1998 National League Wild Card tie-breaker
|  | 1 | 2 | 3 | 4 | 5 | 6 | 7 | 8 | 9 | R | H | E |
| San Francisco Giants | 0 | 0 | 0 | 0 | 0 | 0 | 0 | 0 | 3 | 3 | 6 | 0 |
| Chicago Cubs | 0 | 0 | 0 | 0 | 2 | 2 | 0 | 1 | x | 5 | 10 | 0 |
- Date: September 28, 1998
- Venue: Wrigley Field
- City: Chicago, Illinois
- Umpires: HP: Bruce Froemming; 1B: Steve Rippley; 2B: Gary Darling; 3B: Mike Winters; LF: Larry Poncino; RF: Larry Vanover;
- Attendance: 39,556
- Television: ESPN
- TV announcers: Jon Miller and Joe Morgan
- Radio: ESPN KNBR (SF) WGN (CHC)
- Radio announcers: ESPN: Charley Steiner and Kevin Kennedy KNBR: Mike Krukow, Duane Kuiper, Lon Simmons and Ted Robinson WGN: Pat Hughes and Ron Santo

= 1998 National League Wild Card tie-breaker game =

1998 Major League Baseball tie-breaker game

The 1998 National League Wild Card tie-breaker game was a one-game extension to Major League Baseball's (MLB) 1998 regular season, played between the Chicago Cubs and San Francisco Giants, to determine the National League (NL) wild card winner. The game occurred at Wrigley Field in Chicago, on September 28, 1998. The Cubs won the game 5–3, holding the Giants scoreless for most of the game until the Giants threatened heavily in the ninth inning and scored all three runs. As a result of the game, the Cubs qualified for the postseason, and the Giants did not.
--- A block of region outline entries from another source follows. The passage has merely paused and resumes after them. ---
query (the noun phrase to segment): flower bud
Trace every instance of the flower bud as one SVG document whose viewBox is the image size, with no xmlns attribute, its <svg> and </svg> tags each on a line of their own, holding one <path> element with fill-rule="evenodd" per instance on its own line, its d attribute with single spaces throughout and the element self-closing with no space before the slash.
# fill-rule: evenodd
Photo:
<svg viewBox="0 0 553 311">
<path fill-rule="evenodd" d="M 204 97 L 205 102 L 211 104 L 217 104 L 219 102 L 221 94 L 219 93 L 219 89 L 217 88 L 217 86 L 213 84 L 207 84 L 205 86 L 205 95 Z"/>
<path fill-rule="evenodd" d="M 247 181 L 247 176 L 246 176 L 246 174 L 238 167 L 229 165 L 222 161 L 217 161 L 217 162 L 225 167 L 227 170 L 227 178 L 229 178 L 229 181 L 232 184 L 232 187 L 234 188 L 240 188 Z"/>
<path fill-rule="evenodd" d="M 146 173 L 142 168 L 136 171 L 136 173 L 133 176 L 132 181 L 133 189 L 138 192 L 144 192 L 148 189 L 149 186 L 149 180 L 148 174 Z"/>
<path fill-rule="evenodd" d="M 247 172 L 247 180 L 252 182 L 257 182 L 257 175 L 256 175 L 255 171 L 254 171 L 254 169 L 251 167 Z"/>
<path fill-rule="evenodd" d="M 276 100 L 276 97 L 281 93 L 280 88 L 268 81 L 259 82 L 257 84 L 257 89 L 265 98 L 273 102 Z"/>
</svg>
The game was necessary after both teams finished the season with identical win-loss records of 89–73. The Cubs won a coin flip late in the season, which, by rule at the time, awarded them home field for the game. This victory advanced the Cubs to the 1998 NL Division Series (NLDS), where they were swept by the Atlanta Braves, ending the Cubs' season. Michael Jordan, a popular Chicago sportsman who had just led the Chicago Bulls to a sixth championship in eight years, threw the game's ceremonial first pitch. In baseball statistics, the tiebreaker counted as the 163rd regular season game for both teams, with all events in the game added to regular season statistics.

==Background==

The Cubs finished the previous season at the bottom of the NL Central Division with a 68–94 record, while the Giants won the NL West at 90–72; however, they were defeated by the eventual World Series champion Florida Marlins in the NLDS. The Giants' Barry Bonds drew criticism for his postseason performance, which had been a recurring criticism dating back to his time with the Pittsburgh Pirates. The Cubs made several offseason acquisitions following the 1997 season, including trading Doug Glanville for second baseman Mickey Morandini and signing Jeff Blauser and Henry Rodríguez as free agents.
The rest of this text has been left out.